滴答滴答,肖鶴白的指骨有節奏的敲著木把手:“你說是趙縣令告知你密道在哪的?”

湯和誌瘋狂點頭。

肖鶴白又問:“那他是怎麼發現的?被綁住了手腳自己掙脫開,然後發現了密道,告知你後,又把自己綁了回去?”

湯和誌額頭都開始沁汗,舌頭開始打結:“屬下,屬下也不知啊,屬下醒來他就說發現了密道。屬下當時太害怕了,沒注意到他是怎麼把繩索綁回去的。”當時下山的機關陷阱都被野獸破壞了,他是一路狂奔在山下找到精兵留下的馬才跑回城求救的。

肖鶴白一聽說有密道上山,加之又損失了數千精兵以及這麼多年的仇怨。當即點兵出發去剿匪,力圖這次把匪徒全部絞殺。

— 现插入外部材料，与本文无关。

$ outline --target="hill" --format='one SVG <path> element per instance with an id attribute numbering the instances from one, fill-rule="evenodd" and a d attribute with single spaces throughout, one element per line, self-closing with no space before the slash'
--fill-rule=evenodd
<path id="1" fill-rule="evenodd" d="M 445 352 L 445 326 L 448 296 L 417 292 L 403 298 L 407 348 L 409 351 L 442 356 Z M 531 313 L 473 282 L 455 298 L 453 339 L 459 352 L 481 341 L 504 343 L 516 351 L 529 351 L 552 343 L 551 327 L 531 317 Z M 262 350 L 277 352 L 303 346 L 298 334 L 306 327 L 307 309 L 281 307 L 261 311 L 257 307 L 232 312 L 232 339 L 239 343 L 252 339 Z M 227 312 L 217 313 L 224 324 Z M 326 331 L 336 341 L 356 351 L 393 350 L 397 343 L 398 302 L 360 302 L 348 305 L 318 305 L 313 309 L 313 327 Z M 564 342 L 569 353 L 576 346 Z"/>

哪想到了山腳下,才進了後山的密道就被一群狼圍住了。他們不得寸進,生生在山腳下折騰了個把月,糧草也消耗的差不多了,卻連響馬的正麵都沒瞧見。接到太妃的傳信,他心知中計,立馬帶著大軍折返。

帶著大軍行進速度太慢,他心急這群賊人再下手,乾脆帶著幾個親衛和湯和誌先騎馬趕回了荊州城。

恰巧就撞見賊人進太妃寢殿!

“這未免太過巧合。“肖鶴白冷笑,“雙方都打起來了,他趙凜還能被贖回來!”

荊州境內,兵匪一直保持微妙的平衡,自從他趙凜來,這種平衡突然就打破了。也是從他趙凜來,六家主事府上接連被搶,連王府也被賊人關顧。

很難不讓人懷疑啊!

肖鶴白招來奉命搜查的副統領詢問:“你可有帶人去搜趙縣令府上?”

副統領搖頭:“沒有,荊州城所有官員的府上都沒搜。”荊州雖然是靜王府的地盤,沒撕破臉皮前,禁軍們也不敢隨意搜他們的府邸。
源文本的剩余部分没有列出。